Orgulloso, la llevaba a la Alameda por las tardes. Pequeña ciudad provinciana, era hábito pasear arriba y abajo, mirándose unos a otros, y chismoseando. En las cafeterías, burgueses aburridos los escrutaban y hacían comentarios. Tal como pensó, todos se viraban a mirarla. Patético.
Cuando Luis se iba a trabajar, ella veía una telenovela tras otra. No se ocupaba de la casa. Al mediodía salía. Deambulando por las calles, de tienda en tienda, miraba las vitrinas y entraba en las cafeterías de lujo a tomarse unas cervezas con aperitivo. Dirigía la palabra a quienes le interesaban y el pueblo comenzó a murmurar.
La casa estaba cada día más sucia, comían en la de los padres. Por la tarde volvía a salir y se compraba ropa nueva, cosméticos y perfumes de las marcas más caras.
Los progenitores de Luis empezaron a sospechar, pero él ciego, ni caso. Siempre la disculpaba. «En la Habana no era ama de casa, no sabía, aprendería con el tiempo, cuando fuese madre. Sí, salía, pero para buscar trabajo e ir adaptándose a aquella sociedad. Había que concederle un tiempo». Quería seguir ciego.
Ya todo el barrio hablaba y él nada, sin inmutarse.
Después de varias broncas, sus padres tuvieron que recurrir a la policía para desalojarlos. No querían ver, de tan cerca, el hundimiento de su hijo.
Luis alquiló un apartamento donde la trataba como una reina, debía ser inmejorable cama. Aunque Luis le asqueaba con esos extraños ojos, cada noche lo seguía camelando.
Poco tiempo después desapareció. Nadie supo más de Bárbara.
Flores y yo fuimos al aeropuerto del Prat en Barcelona, venía un avión de Cubana en el que nos traían algunas cartas.

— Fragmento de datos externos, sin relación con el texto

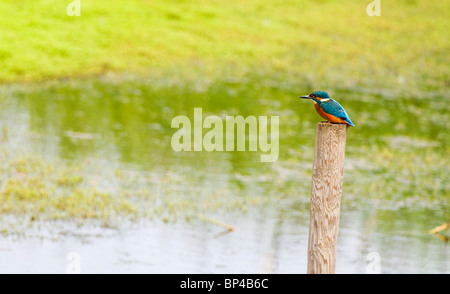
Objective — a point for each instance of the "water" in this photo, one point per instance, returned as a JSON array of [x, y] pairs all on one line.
[[112, 136]]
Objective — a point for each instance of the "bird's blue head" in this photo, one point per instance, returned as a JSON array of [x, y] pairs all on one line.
[[317, 96]]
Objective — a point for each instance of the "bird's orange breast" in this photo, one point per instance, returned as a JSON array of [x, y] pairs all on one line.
[[328, 116]]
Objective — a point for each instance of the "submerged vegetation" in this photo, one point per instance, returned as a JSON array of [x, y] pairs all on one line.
[[77, 146]]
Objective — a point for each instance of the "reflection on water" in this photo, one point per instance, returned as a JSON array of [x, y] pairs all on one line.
[[396, 183], [261, 243]]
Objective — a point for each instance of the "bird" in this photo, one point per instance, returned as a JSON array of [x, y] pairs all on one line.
[[328, 108]]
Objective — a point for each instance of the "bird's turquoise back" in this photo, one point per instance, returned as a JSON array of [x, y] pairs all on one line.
[[334, 108]]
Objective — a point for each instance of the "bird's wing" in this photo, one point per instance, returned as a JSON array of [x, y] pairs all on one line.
[[334, 108]]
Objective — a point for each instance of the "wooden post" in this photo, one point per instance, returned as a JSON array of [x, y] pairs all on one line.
[[326, 189]]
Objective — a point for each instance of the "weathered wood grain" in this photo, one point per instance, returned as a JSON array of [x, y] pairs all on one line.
[[328, 170]]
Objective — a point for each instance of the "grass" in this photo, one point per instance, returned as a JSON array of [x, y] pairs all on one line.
[[323, 44], [190, 53]]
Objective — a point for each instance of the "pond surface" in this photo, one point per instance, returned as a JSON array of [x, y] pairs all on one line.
[[116, 134]]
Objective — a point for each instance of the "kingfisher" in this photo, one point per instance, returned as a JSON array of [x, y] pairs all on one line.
[[328, 108]]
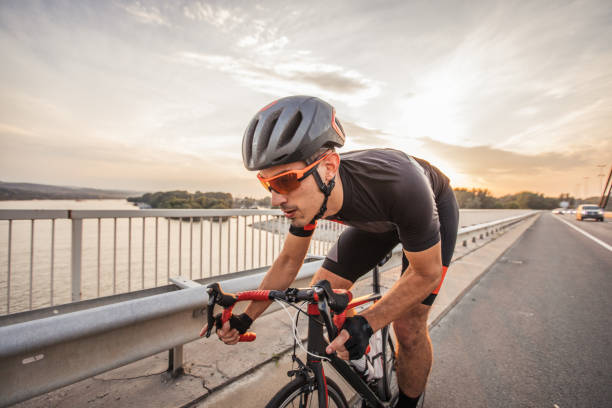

Allí la vimos, con flamantes ojos verde gato y celular en mano que no cesaba de sonar, tacones de 10 cm y apretados jeans marcando su magnífico culo. «Estoy esperando a un amigo» nos dijo.
 Nos quedamos petrificadas. Mientras contestaba el teléfono, Flores me preguntó «¿Qué tú piensas?». «Tremenda puta de lujo» respondí. Le dijimos adiós y seguimos nuestro camino.
Al verano siguiente volví a Mataró. Encontré a Luis y me invitó a su casa a tomar unas cervezas. Volvía a vivir con sus padres. Sentados en la sala, entre los tres me contaron.
Les dijo que yo le quise advertir en la Habana. Sus padres odiaban a los cubanos. Él nunca supo o quiso entender.
«La hubiese matado yo, pero alguien lo hizo antes por mí y me alegro».
No me creí nada, en sus ojos que miraban como las lagartijas, vi que no sabía.

Sus padres se miraron… cómplices.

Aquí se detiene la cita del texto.